The real edge, however, isn’t just about cutting costs - it’s about establishing topical authority that both search engines and AI systems recognize. When AI tools like ChatGPT, Perplexity, and Google’s AI Overviews decide which brands to cite, they favor those with authoritative, well-connected content ecosystems. By addressing gaps strategically, you can build these clusters of expertise. Ajdin Perco, Director of Content at Organic Growth Marketing, suggests using an "LLM matrix" to monitor how your brand appears in AI-driven prompts tied to your strengths [3].
The takeaway? Focus on quality over quantity. Publishing one well-researched, gap-filling article each week can outperform a high volume of thin, low-impact content. Automation allows you to concentrate on refining your brand voice and approving strategic moves. With every new post, your content library strengthens, rankings improve, and AI recommendations become more favorable. This approach doesn’t just fill gaps - it transforms them into enduring advantages.
FAQs
What data is needed for an LLM content gap audit?

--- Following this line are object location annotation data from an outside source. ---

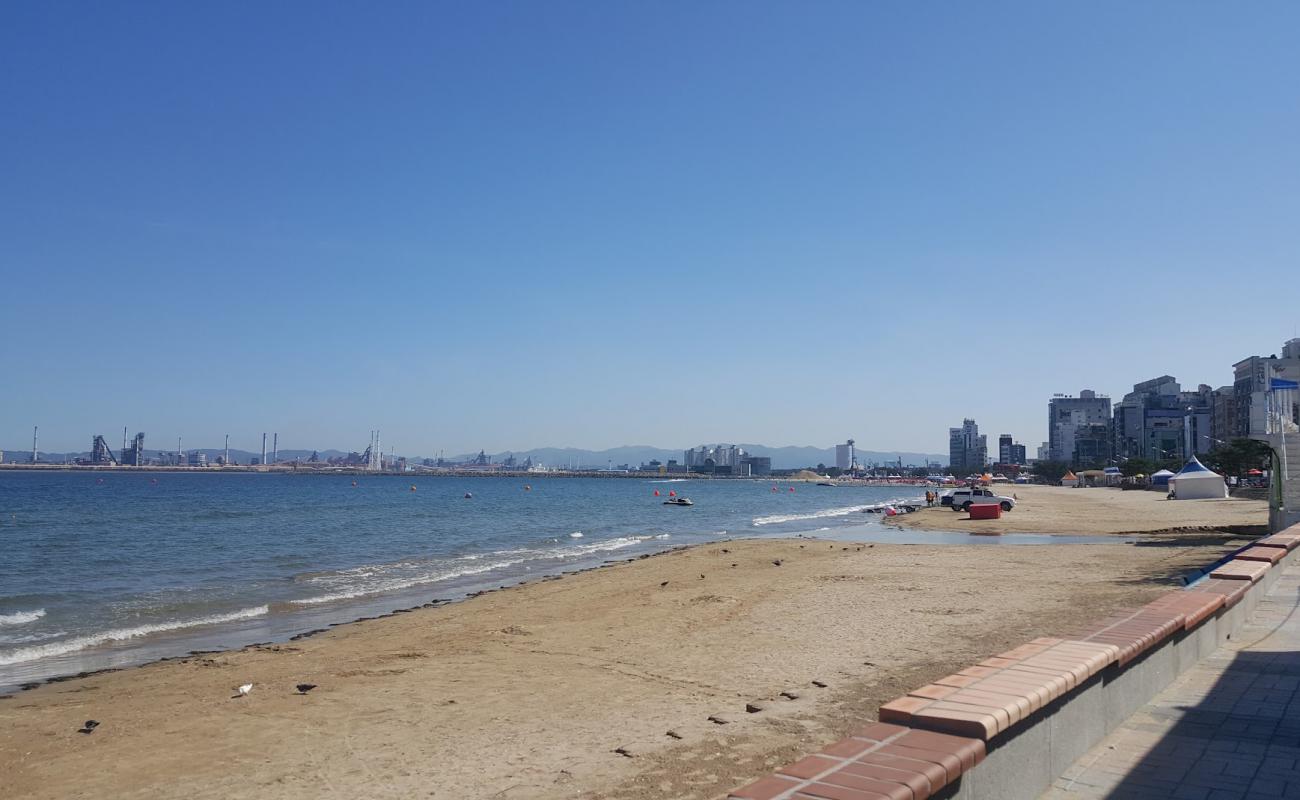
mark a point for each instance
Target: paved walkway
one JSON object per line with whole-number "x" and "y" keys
{"x": 1226, "y": 730}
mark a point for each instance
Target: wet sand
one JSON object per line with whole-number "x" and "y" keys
{"x": 1084, "y": 511}
{"x": 531, "y": 692}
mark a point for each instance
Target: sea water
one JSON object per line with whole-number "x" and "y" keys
{"x": 111, "y": 569}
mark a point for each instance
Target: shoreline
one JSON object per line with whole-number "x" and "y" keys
{"x": 11, "y": 692}
{"x": 858, "y": 535}
{"x": 529, "y": 692}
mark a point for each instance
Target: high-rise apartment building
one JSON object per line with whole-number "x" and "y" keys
{"x": 1253, "y": 377}
{"x": 844, "y": 455}
{"x": 1071, "y": 416}
{"x": 967, "y": 449}
{"x": 1160, "y": 422}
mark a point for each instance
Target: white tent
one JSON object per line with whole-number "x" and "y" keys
{"x": 1196, "y": 481}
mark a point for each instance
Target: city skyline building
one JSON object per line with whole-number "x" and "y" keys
{"x": 1070, "y": 416}
{"x": 967, "y": 448}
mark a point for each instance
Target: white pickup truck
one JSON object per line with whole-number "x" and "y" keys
{"x": 965, "y": 498}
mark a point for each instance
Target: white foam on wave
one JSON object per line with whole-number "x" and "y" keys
{"x": 402, "y": 583}
{"x": 81, "y": 643}
{"x": 21, "y": 617}
{"x": 443, "y": 573}
{"x": 780, "y": 518}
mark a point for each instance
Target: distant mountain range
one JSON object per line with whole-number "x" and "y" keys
{"x": 783, "y": 458}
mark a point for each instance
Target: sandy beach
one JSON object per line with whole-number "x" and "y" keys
{"x": 1084, "y": 511}
{"x": 531, "y": 692}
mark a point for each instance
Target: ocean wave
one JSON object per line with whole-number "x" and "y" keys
{"x": 780, "y": 518}
{"x": 445, "y": 571}
{"x": 81, "y": 643}
{"x": 29, "y": 638}
{"x": 397, "y": 584}
{"x": 21, "y": 617}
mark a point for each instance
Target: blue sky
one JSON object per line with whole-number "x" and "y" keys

To conduct an effective LLM content gap audit, start by collecting data on the keywords your competitors rank for, their top-performing content, and trending topics in your industry. Pay close attention to areas where your site falls short - whether in search terms, content themes, or overall coverage compared to competitors. This process will help you pinpoint opportunities to refine and strengthen your content strategy.
How can I measure traffic from AI tools in GA4?
To keep an eye on traffic coming from AI tools in Google Analytics 4 (GA4), attach UTM tags or tracking parameters to your AI-generated links. Once set up, you can track these in GA4's traffic reports to identify the sources and assess performance. This approach lets you measure how AI-driven content influences your website traffic, giving you insights to fine-tune your strategy.
How should I prioritize which content gaps to publish first?
To make a real impact, pinpoint content gaps where search volume is high but competition is low. These opportunities can help you rank faster and attract more traffic. Focus on topics that resonate with your audience's interests while aligning with your business objectives. Prioritize publishing content that balances relevance and potential to deliver measurable results.